The broad acceptance of Power Usage Effectiveness (PUE) as a measure for data center energy efficiency is to be welcomed. After all, if we don’t measure it, we won’t improve it. However, the limits of PUE are widely recognized. Amongst the most glaring anomalies is the fact that improving the efficiency of your IT equipment, without an equivalent improvement to your cooling and power infrastructure, will cause your PUE rating to increase (as it is the ratio of IT equipment power used to the power draw of the infrastructure).

Underlying this distortion is the lack of any accepted measurement of the productivity of the data center, which would measure business value delivered against resources consumed. The ultimate goal for those working on data center efficiency metrics is to agree on an approach that can include IT workload measures as part of the standard metric for data center productivity. The EPA, the EU, the Japanese government, and The Green Grid are among the organizations looking to develop such metrics.

As in many areas of energy efficiency, making the true energy cost of any operation visible and assignable is key step to improving the way we use resources. What this means for data center management is that we will need to become more savvy about the work being done in the data center and its relationship to energy costs.

A simple solution is to turn off servers that are unproductive. The Green Grid has estimated on average around 15% of servers in a data center are comatose, that is to say still drawing power but not running any useful application or service.
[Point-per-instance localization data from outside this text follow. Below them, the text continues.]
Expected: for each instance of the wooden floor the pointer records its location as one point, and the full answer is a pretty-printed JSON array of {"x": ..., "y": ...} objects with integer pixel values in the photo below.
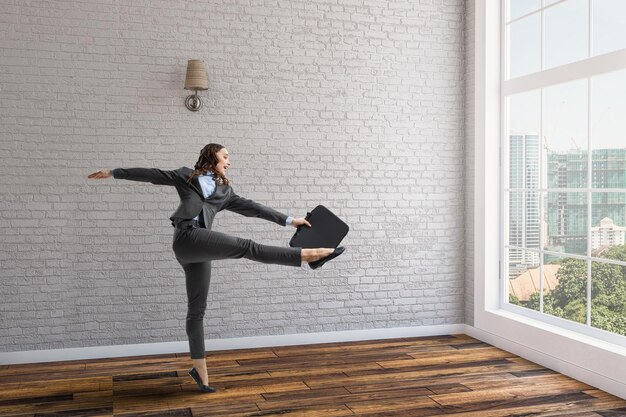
[{"x": 427, "y": 376}]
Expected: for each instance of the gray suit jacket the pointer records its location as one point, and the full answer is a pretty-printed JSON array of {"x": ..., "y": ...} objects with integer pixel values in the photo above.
[{"x": 192, "y": 200}]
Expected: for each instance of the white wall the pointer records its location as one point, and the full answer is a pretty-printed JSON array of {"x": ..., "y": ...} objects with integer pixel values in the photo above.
[{"x": 357, "y": 105}]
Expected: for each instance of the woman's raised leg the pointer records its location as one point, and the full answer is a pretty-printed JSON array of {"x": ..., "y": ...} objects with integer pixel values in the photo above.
[{"x": 201, "y": 245}]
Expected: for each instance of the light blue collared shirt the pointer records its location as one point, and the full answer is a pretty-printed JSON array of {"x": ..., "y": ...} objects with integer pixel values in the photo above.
[{"x": 207, "y": 183}]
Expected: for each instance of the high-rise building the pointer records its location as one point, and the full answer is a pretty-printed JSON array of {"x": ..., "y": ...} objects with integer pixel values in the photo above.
[{"x": 523, "y": 201}]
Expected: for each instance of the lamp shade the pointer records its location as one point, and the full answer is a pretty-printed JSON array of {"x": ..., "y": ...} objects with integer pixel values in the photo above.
[{"x": 196, "y": 76}]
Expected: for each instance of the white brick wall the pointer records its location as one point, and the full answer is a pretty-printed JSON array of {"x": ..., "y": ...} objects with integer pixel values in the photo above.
[
  {"x": 357, "y": 105},
  {"x": 469, "y": 162}
]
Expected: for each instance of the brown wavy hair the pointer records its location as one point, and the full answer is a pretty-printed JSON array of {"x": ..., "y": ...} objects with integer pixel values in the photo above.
[{"x": 208, "y": 162}]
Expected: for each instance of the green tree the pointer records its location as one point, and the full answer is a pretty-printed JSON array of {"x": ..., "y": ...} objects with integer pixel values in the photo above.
[{"x": 608, "y": 292}]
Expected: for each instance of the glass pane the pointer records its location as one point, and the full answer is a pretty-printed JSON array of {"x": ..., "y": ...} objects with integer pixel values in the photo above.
[
  {"x": 565, "y": 135},
  {"x": 565, "y": 222},
  {"x": 566, "y": 33},
  {"x": 523, "y": 267},
  {"x": 523, "y": 139},
  {"x": 608, "y": 124},
  {"x": 524, "y": 46},
  {"x": 609, "y": 26},
  {"x": 608, "y": 297},
  {"x": 608, "y": 223},
  {"x": 565, "y": 291},
  {"x": 519, "y": 8},
  {"x": 523, "y": 219}
]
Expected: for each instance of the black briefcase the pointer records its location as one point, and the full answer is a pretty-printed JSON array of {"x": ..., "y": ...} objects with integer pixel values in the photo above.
[{"x": 326, "y": 231}]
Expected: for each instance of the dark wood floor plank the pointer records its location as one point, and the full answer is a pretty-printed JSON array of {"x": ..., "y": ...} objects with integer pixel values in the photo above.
[{"x": 436, "y": 375}]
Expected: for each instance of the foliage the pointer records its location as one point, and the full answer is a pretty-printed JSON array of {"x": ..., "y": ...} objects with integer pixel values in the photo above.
[{"x": 569, "y": 299}]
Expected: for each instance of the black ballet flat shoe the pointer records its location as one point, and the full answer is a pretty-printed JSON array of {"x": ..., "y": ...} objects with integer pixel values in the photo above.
[
  {"x": 196, "y": 377},
  {"x": 316, "y": 264}
]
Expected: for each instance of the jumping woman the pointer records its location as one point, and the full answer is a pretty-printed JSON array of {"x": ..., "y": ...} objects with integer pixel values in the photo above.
[{"x": 203, "y": 192}]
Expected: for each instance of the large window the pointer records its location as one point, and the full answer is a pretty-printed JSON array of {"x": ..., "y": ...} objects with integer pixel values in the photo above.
[{"x": 564, "y": 163}]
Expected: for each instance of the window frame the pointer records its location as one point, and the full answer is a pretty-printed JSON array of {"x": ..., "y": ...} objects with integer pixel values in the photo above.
[{"x": 595, "y": 361}]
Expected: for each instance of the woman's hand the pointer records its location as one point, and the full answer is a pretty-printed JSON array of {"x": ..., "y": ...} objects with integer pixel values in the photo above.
[
  {"x": 103, "y": 173},
  {"x": 300, "y": 221}
]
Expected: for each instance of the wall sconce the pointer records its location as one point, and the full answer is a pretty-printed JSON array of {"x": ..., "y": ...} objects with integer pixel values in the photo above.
[{"x": 195, "y": 80}]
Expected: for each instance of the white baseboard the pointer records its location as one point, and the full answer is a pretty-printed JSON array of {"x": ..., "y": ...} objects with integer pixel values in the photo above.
[
  {"x": 97, "y": 352},
  {"x": 556, "y": 364}
]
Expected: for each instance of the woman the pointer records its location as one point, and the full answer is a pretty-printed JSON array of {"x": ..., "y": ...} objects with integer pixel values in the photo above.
[{"x": 203, "y": 192}]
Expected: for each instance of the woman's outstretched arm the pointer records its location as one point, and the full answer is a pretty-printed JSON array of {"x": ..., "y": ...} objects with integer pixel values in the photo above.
[{"x": 152, "y": 175}]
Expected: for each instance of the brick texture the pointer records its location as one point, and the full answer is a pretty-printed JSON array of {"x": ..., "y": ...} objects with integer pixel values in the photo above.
[{"x": 354, "y": 104}]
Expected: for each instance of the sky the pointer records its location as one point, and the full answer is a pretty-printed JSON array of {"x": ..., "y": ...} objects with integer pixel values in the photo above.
[{"x": 565, "y": 106}]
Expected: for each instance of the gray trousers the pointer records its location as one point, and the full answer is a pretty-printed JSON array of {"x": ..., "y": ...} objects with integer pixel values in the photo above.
[{"x": 195, "y": 248}]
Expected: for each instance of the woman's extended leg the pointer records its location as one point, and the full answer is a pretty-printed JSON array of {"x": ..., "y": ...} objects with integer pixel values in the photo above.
[{"x": 201, "y": 245}]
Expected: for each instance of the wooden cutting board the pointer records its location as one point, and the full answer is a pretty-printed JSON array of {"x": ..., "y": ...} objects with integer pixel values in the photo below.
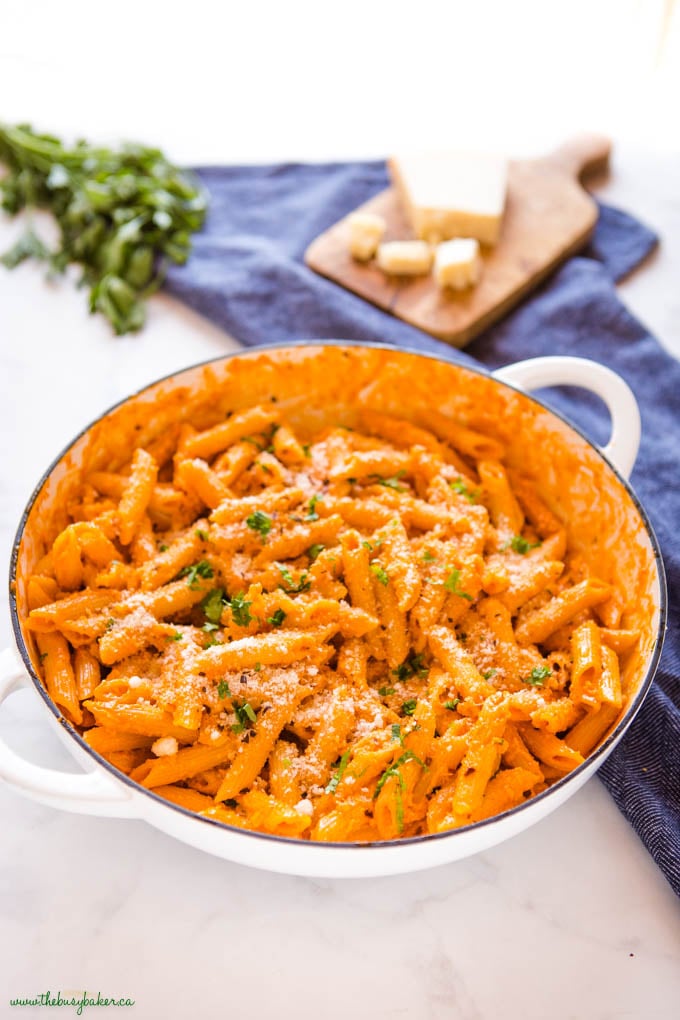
[{"x": 547, "y": 217}]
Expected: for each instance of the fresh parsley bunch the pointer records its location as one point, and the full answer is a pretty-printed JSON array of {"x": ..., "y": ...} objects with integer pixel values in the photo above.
[{"x": 122, "y": 215}]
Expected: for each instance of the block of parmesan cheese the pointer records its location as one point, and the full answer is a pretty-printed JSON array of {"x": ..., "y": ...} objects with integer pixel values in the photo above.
[
  {"x": 457, "y": 263},
  {"x": 405, "y": 258},
  {"x": 452, "y": 194}
]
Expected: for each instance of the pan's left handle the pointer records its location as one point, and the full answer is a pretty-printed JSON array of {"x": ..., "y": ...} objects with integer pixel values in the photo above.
[{"x": 87, "y": 793}]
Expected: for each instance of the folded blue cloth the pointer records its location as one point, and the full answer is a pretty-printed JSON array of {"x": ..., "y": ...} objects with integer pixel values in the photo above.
[{"x": 247, "y": 274}]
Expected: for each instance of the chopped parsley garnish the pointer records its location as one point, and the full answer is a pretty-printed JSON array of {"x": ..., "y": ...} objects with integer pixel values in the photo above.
[
  {"x": 519, "y": 545},
  {"x": 245, "y": 714},
  {"x": 202, "y": 569},
  {"x": 312, "y": 514},
  {"x": 391, "y": 482},
  {"x": 261, "y": 522},
  {"x": 413, "y": 666},
  {"x": 276, "y": 618},
  {"x": 370, "y": 546},
  {"x": 380, "y": 573},
  {"x": 394, "y": 770},
  {"x": 537, "y": 676},
  {"x": 453, "y": 584},
  {"x": 293, "y": 589},
  {"x": 338, "y": 773},
  {"x": 241, "y": 609},
  {"x": 459, "y": 487},
  {"x": 213, "y": 604}
]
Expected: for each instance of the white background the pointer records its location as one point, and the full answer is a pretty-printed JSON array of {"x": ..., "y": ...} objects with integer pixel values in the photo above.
[{"x": 571, "y": 919}]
The next step is to look at the usefulness of the processes being run across all servers. This means developing a more granular understanding of what applications are being run and the resources they are using.
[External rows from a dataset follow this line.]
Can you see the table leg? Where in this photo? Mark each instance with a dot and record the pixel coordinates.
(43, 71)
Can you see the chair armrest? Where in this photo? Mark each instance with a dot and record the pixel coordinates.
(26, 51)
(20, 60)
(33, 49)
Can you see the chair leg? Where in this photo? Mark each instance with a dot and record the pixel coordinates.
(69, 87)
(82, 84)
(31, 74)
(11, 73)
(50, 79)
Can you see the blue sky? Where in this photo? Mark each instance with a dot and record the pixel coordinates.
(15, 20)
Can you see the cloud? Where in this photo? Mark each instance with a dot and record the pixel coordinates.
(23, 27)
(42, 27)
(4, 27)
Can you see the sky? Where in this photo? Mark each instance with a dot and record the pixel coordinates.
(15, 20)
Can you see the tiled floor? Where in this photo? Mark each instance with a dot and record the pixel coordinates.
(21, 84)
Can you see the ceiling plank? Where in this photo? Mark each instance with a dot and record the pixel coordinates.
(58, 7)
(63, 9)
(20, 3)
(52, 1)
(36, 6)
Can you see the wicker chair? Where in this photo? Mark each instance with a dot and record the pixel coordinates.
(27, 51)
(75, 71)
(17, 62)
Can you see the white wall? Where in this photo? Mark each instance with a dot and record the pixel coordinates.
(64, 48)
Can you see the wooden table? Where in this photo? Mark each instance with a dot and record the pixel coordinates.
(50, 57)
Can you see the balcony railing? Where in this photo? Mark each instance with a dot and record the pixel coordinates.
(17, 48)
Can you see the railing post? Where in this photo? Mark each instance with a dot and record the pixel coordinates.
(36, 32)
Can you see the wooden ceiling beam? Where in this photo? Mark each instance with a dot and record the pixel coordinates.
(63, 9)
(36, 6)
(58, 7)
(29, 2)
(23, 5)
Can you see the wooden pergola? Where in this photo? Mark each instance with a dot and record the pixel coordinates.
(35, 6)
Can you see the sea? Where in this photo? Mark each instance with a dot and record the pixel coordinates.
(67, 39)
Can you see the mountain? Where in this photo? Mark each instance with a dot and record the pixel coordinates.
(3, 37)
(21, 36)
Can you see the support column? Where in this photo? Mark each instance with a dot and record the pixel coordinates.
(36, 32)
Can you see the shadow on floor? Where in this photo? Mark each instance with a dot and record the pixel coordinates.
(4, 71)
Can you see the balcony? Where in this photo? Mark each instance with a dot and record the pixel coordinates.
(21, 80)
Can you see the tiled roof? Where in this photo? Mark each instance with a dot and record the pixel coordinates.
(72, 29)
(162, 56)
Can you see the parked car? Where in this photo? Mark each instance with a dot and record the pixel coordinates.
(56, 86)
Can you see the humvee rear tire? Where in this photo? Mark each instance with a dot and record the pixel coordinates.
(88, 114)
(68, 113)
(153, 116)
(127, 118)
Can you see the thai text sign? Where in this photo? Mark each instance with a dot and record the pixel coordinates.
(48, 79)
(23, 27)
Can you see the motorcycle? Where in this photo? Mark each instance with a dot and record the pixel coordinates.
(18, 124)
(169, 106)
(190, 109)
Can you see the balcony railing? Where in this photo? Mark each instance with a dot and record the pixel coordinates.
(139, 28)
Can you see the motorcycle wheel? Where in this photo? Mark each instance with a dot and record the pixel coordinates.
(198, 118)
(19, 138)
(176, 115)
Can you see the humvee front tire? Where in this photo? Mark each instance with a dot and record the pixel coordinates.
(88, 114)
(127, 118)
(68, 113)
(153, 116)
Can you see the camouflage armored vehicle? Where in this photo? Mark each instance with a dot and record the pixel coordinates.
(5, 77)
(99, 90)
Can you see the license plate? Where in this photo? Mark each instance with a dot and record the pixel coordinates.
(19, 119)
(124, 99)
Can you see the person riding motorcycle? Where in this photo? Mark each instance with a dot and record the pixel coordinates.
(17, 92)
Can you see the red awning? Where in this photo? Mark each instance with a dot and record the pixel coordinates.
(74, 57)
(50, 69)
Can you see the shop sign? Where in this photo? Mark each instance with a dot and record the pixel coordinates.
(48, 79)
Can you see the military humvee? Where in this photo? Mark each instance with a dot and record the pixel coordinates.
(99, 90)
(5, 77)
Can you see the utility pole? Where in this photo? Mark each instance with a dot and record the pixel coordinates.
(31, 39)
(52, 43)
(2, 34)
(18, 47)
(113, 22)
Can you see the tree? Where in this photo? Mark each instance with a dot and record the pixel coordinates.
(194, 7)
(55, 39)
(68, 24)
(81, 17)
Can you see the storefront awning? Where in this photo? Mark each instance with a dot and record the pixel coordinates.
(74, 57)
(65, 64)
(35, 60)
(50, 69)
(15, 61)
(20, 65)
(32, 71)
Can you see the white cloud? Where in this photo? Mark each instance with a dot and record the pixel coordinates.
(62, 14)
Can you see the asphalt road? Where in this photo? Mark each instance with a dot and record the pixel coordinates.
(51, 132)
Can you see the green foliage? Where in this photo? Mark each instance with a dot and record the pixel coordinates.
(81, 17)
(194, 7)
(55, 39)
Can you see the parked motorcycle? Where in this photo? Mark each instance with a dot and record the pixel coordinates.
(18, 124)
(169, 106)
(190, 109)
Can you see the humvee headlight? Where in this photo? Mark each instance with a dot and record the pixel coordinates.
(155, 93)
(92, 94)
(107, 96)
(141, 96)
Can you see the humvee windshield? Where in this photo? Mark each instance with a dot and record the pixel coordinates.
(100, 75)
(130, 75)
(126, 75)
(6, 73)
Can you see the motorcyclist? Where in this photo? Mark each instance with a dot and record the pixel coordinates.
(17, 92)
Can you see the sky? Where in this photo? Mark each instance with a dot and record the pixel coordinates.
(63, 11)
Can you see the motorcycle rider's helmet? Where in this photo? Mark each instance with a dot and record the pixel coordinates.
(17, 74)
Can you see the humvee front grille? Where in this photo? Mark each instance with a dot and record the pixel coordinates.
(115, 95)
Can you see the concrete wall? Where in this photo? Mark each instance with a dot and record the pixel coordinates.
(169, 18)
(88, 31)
We have recently looked at two different approaches to application workload efficiency. The first is from 1E, the power management software vendor. 1E’s server power management solution has two main elements. The first is the provision of detailed analysis of the application-level utilization of IT servers. This enables IT managers to understand in detail the utilization of their IT assets. NightWatchman Server Edition reporting can therefore help in the identification and elimination of comatose servers, as well as the manual fine-tuning of server performance. The second element is the NightWatchman Server Edition Drowsy Server capability, which utilizes built-in processor power management capabilities to allow voltage levels to be modified on demand. 1E combines this capability with defined business rules to decide which workloads should run at lower power levels. These tasks are then carried out using minimum power levels, reducing power consumption when the server is not doing useful work.

A different approach to application-level resource management is taken by Californian startup Librato. Its Silverline workload manager is a software-as-a-service (SaaS) offering that dynamically balances workloads with reference to business priorities and server utilization. Silverline gathers applications together in “containers” and then ensures that these collected applications are run in a way that maximizes utilization while ensuring that there is no reduction in the performance or availability. For example, one container may include a business application while another holds background system applications. The first container will always be given priority in terms of access to systems resources, while the second will be allowed to make use of any excess capacity outside of peak load periods. In essence, Silverline acts as an “uber-scheduler” based on defined criteria and business policies. Librato Silverline does not shut down servers, rather, it “harvests” unused capacity while servers are not dealing with business-critical applications to process applications and procedures that are not time critical.

Improvements to cooling and power infrastructures and the move to virtualized environments currently dominate discussions on the improving energy efficiency in the data center, but going forward we will need to focus more closely on the applications that the data center is running and how they are optimized. 1E and Librato are among the suppliers paving the way in this area, but we expect others to follow.

One Response to “An Application-Level View on Data Center Energy Efficiency”

  1. Joe Polastre says:

    Sentilla has released a pretty sophisticated application tracking featureset for data centers. It looks not only at utilization, but also workload, line of business, etc and correlates it back to energy consumption and environment conditions like heat. The cool part is that all of this application benchmarking in the context of workload can be done without installing a single new meter, making the profiling of applications quick. Sentilla has partnered with BMC and VMware to roll out the service automation component, which will then move workload based on metrics and content provided by Sentilla to BMC and VMware tools.